Hitchcock goes on to note ‘the transformed creature that I became after hearing "Desolation Row"’, a line that reminds me of what the psychoanalyst Christopher Bollas says about encounters with art as transformative experiences. ‘I didn’t write any of these songs’, Hitchcock claimed at the start of his Borderline set, ‘but they wrote me’.
Both Marshall and Hitchcock have mentioned that they were mainly wanting to pay homage to Dylan with their concert-cover records and that they are not going out of their way to reinterpret his songs. Perhaps following a practice maintained by veteran Dylan-coverer Joan Baez over the years, each mixes their own voice with occasional Dylan imitations, aided by a temptation offered up by Dylan’s distinct way of phrasing particular words, syllables and lines. This was a feature noted by Odetta in the liner notes to Odetta Sings Dylan, a 1965 album that must rank as one of the pioneering works in album-length Dylan-versioning:
Because of the strength of Bob Dylan’s songs, especially in his presentation of them, it is sometimes quite difficult to resist imitating him. But something did not allow me to become a reflection. I believe it is known as the “ego.” Thus, when Mr. Dylan’s songs and I got to working together, I made some lovely discoveries; one being Dylan’s own turn with the melody, whether his own or adapted. Another discovery—the young “old” man; i.e. the wonder of how young Dylan can reduce to words such powerfully emotional content which comes out of wisdom usually attributed to a long span in time and living experience.

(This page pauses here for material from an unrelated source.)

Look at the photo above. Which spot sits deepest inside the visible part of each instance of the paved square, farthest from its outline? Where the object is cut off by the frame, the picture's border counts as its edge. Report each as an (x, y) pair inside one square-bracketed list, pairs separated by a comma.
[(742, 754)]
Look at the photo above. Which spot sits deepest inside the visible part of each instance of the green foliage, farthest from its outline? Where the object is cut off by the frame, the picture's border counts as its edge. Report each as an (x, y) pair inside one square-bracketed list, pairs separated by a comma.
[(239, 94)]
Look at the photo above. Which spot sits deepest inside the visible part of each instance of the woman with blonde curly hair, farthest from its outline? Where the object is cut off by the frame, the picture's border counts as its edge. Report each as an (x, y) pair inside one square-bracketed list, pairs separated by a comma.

Odetta’s way of bringing out that experience, of relating Dylan’s late voice to her listeners, results in some remarkable renditions, the most outstanding of which, in my opinion, is her ‘Mr Tambourine Man’. It’s a challenging listen, drawing out the song to nearly eleven minutes and losing any of the dancing chirpiness that marks Dylan’s original recording (a feature maintained even in his extended 1966 versions via some jaunty strumming on the guitar). It has virtually nothing to do with the Byrds’ famous two-and-a-half-minute breeze through the song, even if that group did enact an era-defining reinvention of its own.
If the song-objects by Odetta and the Byrds are so radically different as to put in question whether they even have a common source, Cat Power’s ‘Mr Tambourine Man’ is clearly modelled on Dylan’s more relaxed 1966 versions. Though known for drastic reinvention in her previous covers, here she mirrors Dylan, albeit with some subtly pleasing distortions. Where Marshall is perhaps most faithful to Dylan’s word-objects is the way that she plays around with them, exposing their malleability.
As noted Dylan analyst Michael Gray has often pointed out, how Dylan voices his lyrics is as much a work of authorship as the choice of words. The following is from Gray’s commentary on the middle eight or bridge in ‘Just Like a Woman’, a construction that, for Gray, elevates the song from banal sentimentality:
Singing those words, those unit-construct lines, Dylan moulds and holds out to us a hand-made object with much tactile appeal. You need the recording for the indescribably plaintive resonance the voice yields up on those simple little words like “rainin’”, “first”, “came” and even “ain’t”; and you need the recording above all because that long middle line demands Dylan’s own pronunciation, by which “curse hurts but what’s worse” becomes five equal fur-mouthed jerks and “what’s” rhymes gleefully with “hurts”. You have to hear Dylan doing it.
Right now, I’m hearing Cat Power doing it. To my ears, she sounds at her least Dylanesque when performing this section of the song, then at her most in the line that immediately follows it, the one that hinges from the bridge back to the verse: ‘I just don’t fit’. The emphasis she places on ‘fit’ would fit Dylan perfectly.
Vocal imitation of Dylan—the kind that Baez perfected and that Marshall gets just right at just the right moments, just like a mimic who knows when to bend and when to break the song open—is a way of objectifying a subjective experience. Like when Robyn Hitchcock writes of his versions, ‘I'm not interpreting these songs, l’m just singing them—as only someone who's been saturated in them can. They all came out of Bob Dylan, but they've spent a lot of time in me, too’.
‘I’m an object to you’, Dylan complained in an interview-cum-provocation with Laurie Henshaw in 1965. Lee Marshall, in his excellent book Bob Dylan: The Never Ending Star, quotes the exchange as an example of the kind of ‘anti-interview’ Dylan would increasingly engage in as his celebrity status exploded. That status has only proliferated over the years, offering generations of followers different perspectives on Dylan while leaving him radically unknowable. Just like an object, in other words.
It’s Dylan-as-object that I keep circling back to as I listen to Cat Power, noting how she puts on his voice, how she dons his image on the album cover, even how the pseudonym ‘Cat Power’ echoes the pseudonym ‘Bob Dylan’ in its letter count. When, in her tour-de-force take on ‘Desolation Row’, she sings the lines about rearranging people’s faces and giving them all another name, I’m reminded of the traceable-yet-elusive trajectories of so many songs, singers and other objects.